Côté danse, maintenant, on retrouve un programme détonnant du côté du théâtre de la Ville. Il y a quarante ans, le chorégraphe américain William Forsythe prenait la direction du Ballet de Francfort et posait avec sa pièce Artifact (1984) le premier jalon d’une aventure artistique qui allait profondément renouveler l’écriture et l’approche contemporaine de la danse, et ouvrir celle-ci à l’influence d’autres disciplines. Le Ballet de l’ONR retrace cette révolution en réunissant pour la première fois trois pièces de Forsythe créées dans les années 1990 sur des musiques de Gavin Bryars, Ludwig van Beethoven et Thom Willems : l’hypnotique Quintett (1993), le virtuose Trio (1996) qui fait son entrée au répertoire de la compagnie en 2025 et enfin le magnétique Enemy in the Figure (1989). Des spectacles qui mettront à l’honneur la vitesse et le mouvement.
Lors du dernier Festival d’Avignon, la reine de la danse contemporaine depuis 1982, Anne Teresa De Keersmaeker, s’emparait du répertoire du chanteur le plus emblématique de la chanson francophone. Elle retrouvait Solal Mariotte, qu’elle a révélé dans Exit Above, pour un duo aussi inattendu qu’évident. Le tout dans l’écrin si cult de la Carrière Boulbon. Jacques, Anne Teresa et Solal, tout simplement. Intimement magique. La pièce arrive enfin à Paris, au théâtre de la Ville encore.

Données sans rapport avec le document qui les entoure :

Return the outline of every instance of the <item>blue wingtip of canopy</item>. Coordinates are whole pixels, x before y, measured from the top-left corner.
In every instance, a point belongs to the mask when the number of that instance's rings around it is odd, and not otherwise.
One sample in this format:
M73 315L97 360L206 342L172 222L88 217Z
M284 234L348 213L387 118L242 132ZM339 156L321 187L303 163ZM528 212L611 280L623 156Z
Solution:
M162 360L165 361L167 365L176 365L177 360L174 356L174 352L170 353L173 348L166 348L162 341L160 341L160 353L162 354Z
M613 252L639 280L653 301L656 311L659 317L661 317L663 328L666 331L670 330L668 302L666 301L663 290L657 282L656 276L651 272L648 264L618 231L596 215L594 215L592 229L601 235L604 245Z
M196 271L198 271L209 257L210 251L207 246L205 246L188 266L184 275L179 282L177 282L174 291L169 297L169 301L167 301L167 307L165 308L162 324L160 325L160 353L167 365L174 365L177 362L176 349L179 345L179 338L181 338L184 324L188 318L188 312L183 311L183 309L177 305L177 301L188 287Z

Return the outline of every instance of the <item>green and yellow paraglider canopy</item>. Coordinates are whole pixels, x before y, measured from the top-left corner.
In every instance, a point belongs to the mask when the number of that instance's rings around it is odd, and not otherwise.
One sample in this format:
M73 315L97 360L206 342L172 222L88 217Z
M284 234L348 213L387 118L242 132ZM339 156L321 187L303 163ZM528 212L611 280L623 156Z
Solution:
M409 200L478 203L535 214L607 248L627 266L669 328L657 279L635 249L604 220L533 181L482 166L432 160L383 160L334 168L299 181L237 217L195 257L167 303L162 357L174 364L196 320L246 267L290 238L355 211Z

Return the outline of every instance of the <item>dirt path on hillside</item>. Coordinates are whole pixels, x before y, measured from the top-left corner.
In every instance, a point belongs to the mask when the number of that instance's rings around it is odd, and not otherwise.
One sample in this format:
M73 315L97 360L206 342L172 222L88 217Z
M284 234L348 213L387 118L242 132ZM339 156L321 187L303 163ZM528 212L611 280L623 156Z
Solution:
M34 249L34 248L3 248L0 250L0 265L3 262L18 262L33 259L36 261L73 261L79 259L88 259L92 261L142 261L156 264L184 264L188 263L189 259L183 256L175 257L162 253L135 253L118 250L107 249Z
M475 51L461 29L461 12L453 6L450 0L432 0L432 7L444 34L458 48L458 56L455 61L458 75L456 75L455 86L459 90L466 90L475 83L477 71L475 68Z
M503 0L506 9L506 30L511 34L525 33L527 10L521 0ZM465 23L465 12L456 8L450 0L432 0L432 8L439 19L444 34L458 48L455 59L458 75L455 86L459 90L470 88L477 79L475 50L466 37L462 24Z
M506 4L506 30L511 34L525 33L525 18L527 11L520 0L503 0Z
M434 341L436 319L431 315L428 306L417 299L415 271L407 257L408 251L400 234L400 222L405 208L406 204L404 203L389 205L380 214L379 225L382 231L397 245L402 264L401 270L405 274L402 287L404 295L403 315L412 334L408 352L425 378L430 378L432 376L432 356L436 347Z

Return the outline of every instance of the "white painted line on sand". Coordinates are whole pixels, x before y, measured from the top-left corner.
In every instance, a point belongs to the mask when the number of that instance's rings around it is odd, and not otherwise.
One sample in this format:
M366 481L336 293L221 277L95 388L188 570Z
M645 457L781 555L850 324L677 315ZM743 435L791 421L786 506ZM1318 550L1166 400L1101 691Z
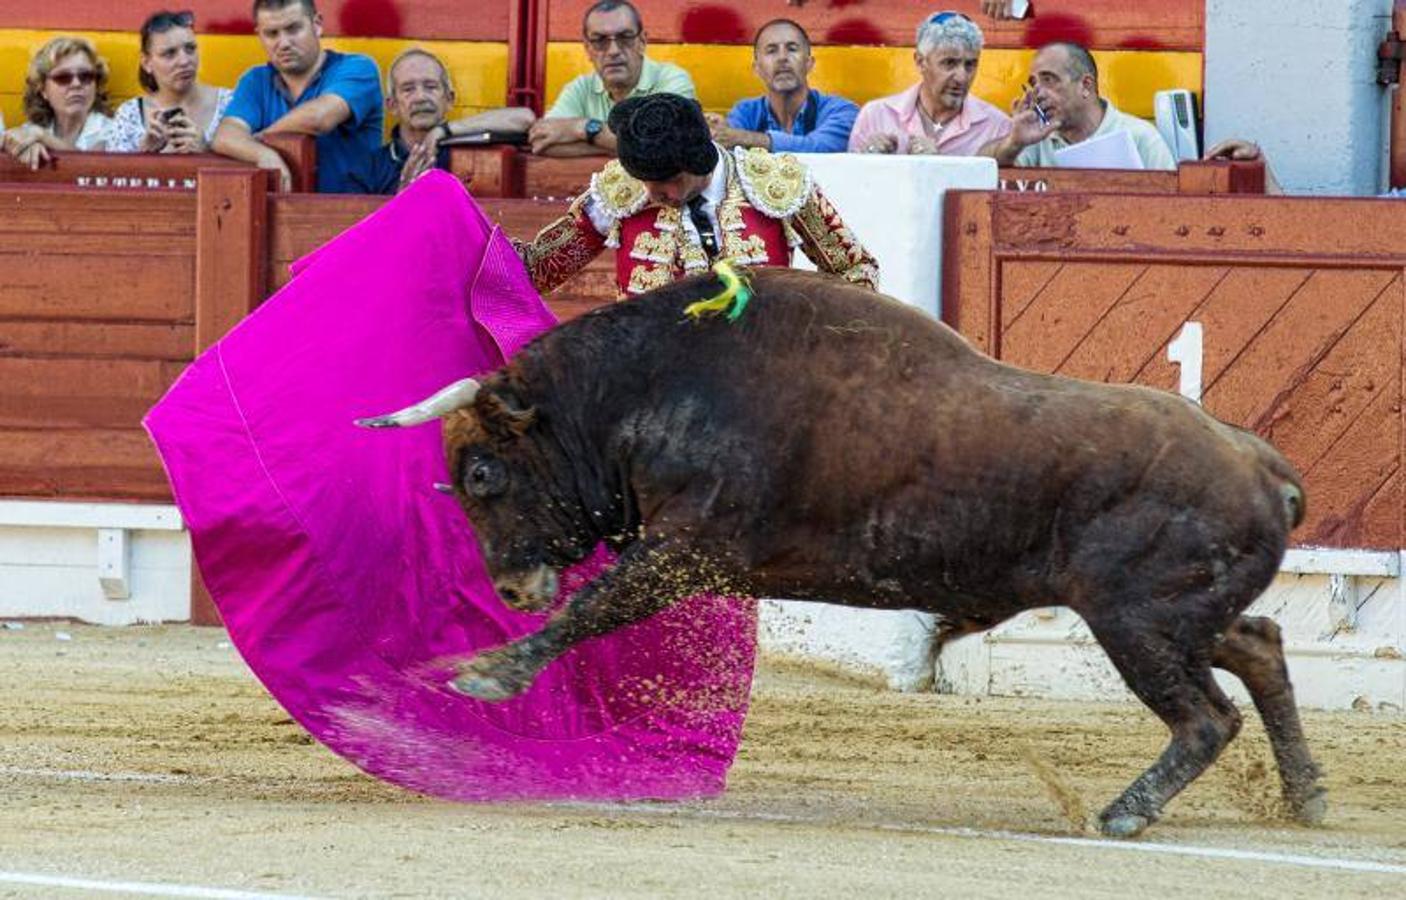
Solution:
M784 822L790 825L832 825L820 817L794 816L786 813L747 813L708 809L669 809L668 807L647 806L644 804L610 803L554 803L563 809L590 809L593 811L645 813L655 816L678 818L713 818L733 822ZM1239 862L1262 862L1275 865L1301 866L1311 869L1332 869L1340 872L1360 872L1374 875L1406 875L1406 865L1375 862L1369 859L1341 859L1332 856L1310 856L1303 853L1278 853L1272 850L1237 850L1229 847L1199 847L1194 844L1152 843L1149 841L1117 841L1103 838L1060 837L1059 835L1031 834L1020 831L986 831L979 828L958 828L942 825L895 825L884 822L853 823L856 828L873 828L876 831L891 831L902 834L933 834L943 837L978 838L988 841L1016 841L1027 844L1057 844L1067 847L1087 847L1094 850L1121 850L1124 853L1167 854L1171 856L1191 856L1202 859L1228 859Z
M197 775L165 775L154 772L90 772L86 769L25 769L0 766L0 776L48 778L54 781L141 781L152 784L192 784L209 781Z
M67 888L108 894L146 894L149 897L195 897L199 900L313 900L311 897L295 894L265 894L259 891L236 891L191 884L161 884L152 881L99 881L93 878L68 878L31 872L0 871L0 884Z

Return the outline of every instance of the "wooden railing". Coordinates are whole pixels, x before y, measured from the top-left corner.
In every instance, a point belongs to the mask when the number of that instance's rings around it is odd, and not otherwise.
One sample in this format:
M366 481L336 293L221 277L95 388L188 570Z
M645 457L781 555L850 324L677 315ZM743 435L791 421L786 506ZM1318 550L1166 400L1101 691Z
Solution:
M1399 200L953 192L943 318L1019 366L1199 393L1304 474L1297 541L1395 551L1403 234Z

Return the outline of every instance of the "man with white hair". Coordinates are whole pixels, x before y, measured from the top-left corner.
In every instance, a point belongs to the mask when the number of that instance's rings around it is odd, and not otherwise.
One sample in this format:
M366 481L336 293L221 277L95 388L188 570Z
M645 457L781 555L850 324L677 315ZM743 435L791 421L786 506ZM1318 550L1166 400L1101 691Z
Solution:
M864 104L850 132L850 152L975 156L1009 134L1010 117L971 96L984 42L981 29L961 13L924 19L913 49L921 80Z

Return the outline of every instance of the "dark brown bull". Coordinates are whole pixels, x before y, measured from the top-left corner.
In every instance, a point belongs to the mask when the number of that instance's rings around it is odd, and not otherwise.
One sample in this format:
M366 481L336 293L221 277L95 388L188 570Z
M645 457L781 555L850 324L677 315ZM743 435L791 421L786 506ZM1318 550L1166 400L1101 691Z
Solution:
M1279 629L1241 615L1303 516L1283 457L1173 394L995 362L860 288L752 284L736 323L689 319L720 290L691 279L367 423L444 415L510 605L545 610L564 566L620 552L539 632L466 662L459 690L511 697L577 641L704 591L922 610L944 638L1062 604L1171 730L1106 833L1140 832L1239 730L1212 667L1254 698L1294 815L1321 819Z

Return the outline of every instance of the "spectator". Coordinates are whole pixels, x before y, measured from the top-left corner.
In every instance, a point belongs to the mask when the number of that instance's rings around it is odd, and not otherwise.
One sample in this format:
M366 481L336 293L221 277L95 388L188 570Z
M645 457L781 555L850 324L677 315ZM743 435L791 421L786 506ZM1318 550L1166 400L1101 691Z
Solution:
M693 79L678 66L644 55L639 10L625 0L599 0L581 23L586 55L595 72L567 82L547 115L532 126L532 152L546 156L613 154L615 135L606 120L626 97L678 94L692 98Z
M56 37L29 61L27 121L5 132L5 150L37 169L53 150L103 150L112 127L107 60L87 40Z
M137 80L146 94L117 108L107 149L117 153L204 153L234 92L196 81L195 16L167 10L142 23Z
M850 152L974 156L1005 137L1010 118L971 96L984 42L981 29L961 13L924 19L913 49L921 80L864 104L849 136Z
M366 168L352 177L368 194L394 194L431 168L449 168L441 142L475 131L524 133L537 118L525 107L490 109L447 120L454 108L449 70L428 50L412 47L391 61L386 74L386 111L397 124Z
M790 19L774 19L752 41L752 71L766 93L739 100L727 120L709 115L713 140L724 147L778 152L843 153L859 107L810 86L815 58L810 35Z
M1206 151L1202 159L1220 159L1228 162L1261 162L1264 163L1264 192L1266 194L1282 194L1284 188L1279 184L1279 179L1274 177L1274 170L1269 167L1269 157L1265 156L1264 150L1254 141L1244 138L1226 138L1212 146Z
M355 192L351 173L381 144L376 63L322 49L322 16L313 0L254 0L254 30L269 61L239 79L215 132L215 152L276 170L286 190L288 166L258 135L314 135L317 189Z
M1156 126L1120 111L1098 94L1098 66L1078 44L1049 44L1030 64L1033 91L1016 104L1010 134L982 152L1003 166L1057 166L1055 152L1081 141L1127 132L1145 169L1175 169ZM1036 108L1038 106L1038 109ZM1042 123L1043 114L1049 121Z

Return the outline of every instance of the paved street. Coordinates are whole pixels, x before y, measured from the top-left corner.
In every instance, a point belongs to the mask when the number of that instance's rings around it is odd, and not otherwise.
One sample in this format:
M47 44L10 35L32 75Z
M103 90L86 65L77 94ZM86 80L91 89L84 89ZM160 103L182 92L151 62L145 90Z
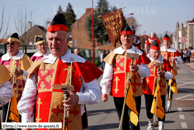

Enfin, la chorégraphe cap-verdienne revient avec sa nouvelle création présentée en ouverture du Festival d’Avignon 2025, NÔT, inspirée des Mille et Une Nuits. La rencontre entre son esthétique et ce chef-d’œuvre de la littérature orale a tout d’une évidence, tant ils entrent en écho : profusion d’histoires et de détails, alliance des contraires, exploration de la figure du mal. Chaque soir, les danseurs et danseuses rejouent le duel entre la réalité et le désir, l’amour et la guerre, le grotesque et le sublime, l’aliénation et la liberté. Chaque soir, avec ce « conte-arme », ils et elles tentent, comme Shéhérazade, de survivre une nuit de plus. A noter que cette création avait déjà été présentée en ouverture du dernier festival d’Avignon, sans arriver à convaincre lors des premières représentations. Elle revient dans une version resserrée et très prometteuse. En parlant du festival d’Avignon, son programme ne sera connu qu’en avril, mais voilà de quoi bien patienter jusque là !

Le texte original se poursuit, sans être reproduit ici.